Albert du Roy : Encore une toute petite, vraiment la dernière.

Paul Amar : Oui, mais vingt secondes.

Martine Aubry : Je peux quand même bien défendre mon copain sur des choses auxquelles je crois.

Paul Amar : On l’invitera, le copain.

Albert du Roy : Il y avait plein d’autres questions, mais bon. Récemment, un magazine a publié une photo de vous avec un montage. Vous étiez déguisée en présidente de la République. C’est une photo qui vous a fait rire, vous a fait rêver, vous a fait cauchemarder ?

Martine Aubry : Comme vous dites, c’était un déguisement. Donc, je l’ai pris comme ça. J’ai ri, voilà.

Albert du Roy : Vous avez ri, c’est tout ?

Paul Amar : Vous pouvez répondre en bougeant. Non, non, continuez.

Martine Aubry : Je vais essayer de faire deux choses en même temps. Ça m’arrive de temps en temps.

Paul Amar : C’était « L’Événement du jeudi » qui insistait justement sur votre popularité. Vous êtes, de toutes les femmes politiques, la plus populaire en ce moment. Si votre popularité devrait être écornée par telle ou telle mesure que vous présenteriez comme courageuse, est-ce que vous l’accepteriez ?

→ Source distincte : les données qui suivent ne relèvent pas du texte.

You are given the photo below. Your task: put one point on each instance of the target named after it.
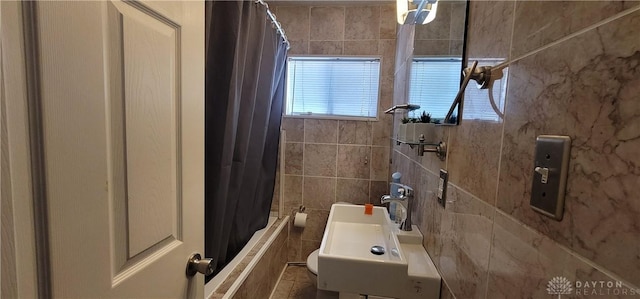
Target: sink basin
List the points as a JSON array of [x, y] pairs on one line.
[[347, 263]]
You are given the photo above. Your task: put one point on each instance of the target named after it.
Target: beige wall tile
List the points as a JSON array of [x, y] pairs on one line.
[[319, 193], [362, 22], [320, 131], [294, 128], [294, 21], [431, 47], [388, 22], [298, 47], [354, 132], [458, 13], [376, 190], [328, 23], [361, 47], [316, 221], [353, 161], [352, 190], [293, 158], [381, 131], [292, 193], [440, 27], [326, 47], [380, 163], [320, 159]]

Martine Aubry : Oh, vous savez, je pense que je ne me suis pas fait une très grande popularité avec les médecins, ces temps derniers, avec les radiologues, en juillet dernier en leur baissant de 13 % leurs revenus. Et puis, ils sont venus autour de la table de négociation et on a signé un accord. Alors voilà, ce n’est pas facile d’essayer de régler ces problèmes-là. Mais je crois qu’on est en politique pour essayer de faire, pour mettre le sens de l’intérêt général devant. Et puis je crois finalement, si ce pays a envie de s’en sortir, eh bien, la démarche, qui est de consulter, de faire confiance aux Français, portera ses fruits.

Paul Amar : Merci, Martine Aubry, d’avoir été la première invitée de cette nouvelle émission politique de France 2, diffusée, vous l’avez vu, à 20 h 50, plus longue que les prochaines parce que c’était la première. Le prochain « Direct » aura lieu le 25 mars. Sachez que, jeudi prochain, vous retrouverez votre magazine d’informations préféré « Envoyé spécial » de Paul Nahon et de Bernard Benyamin. Bonne soirée sur France 2.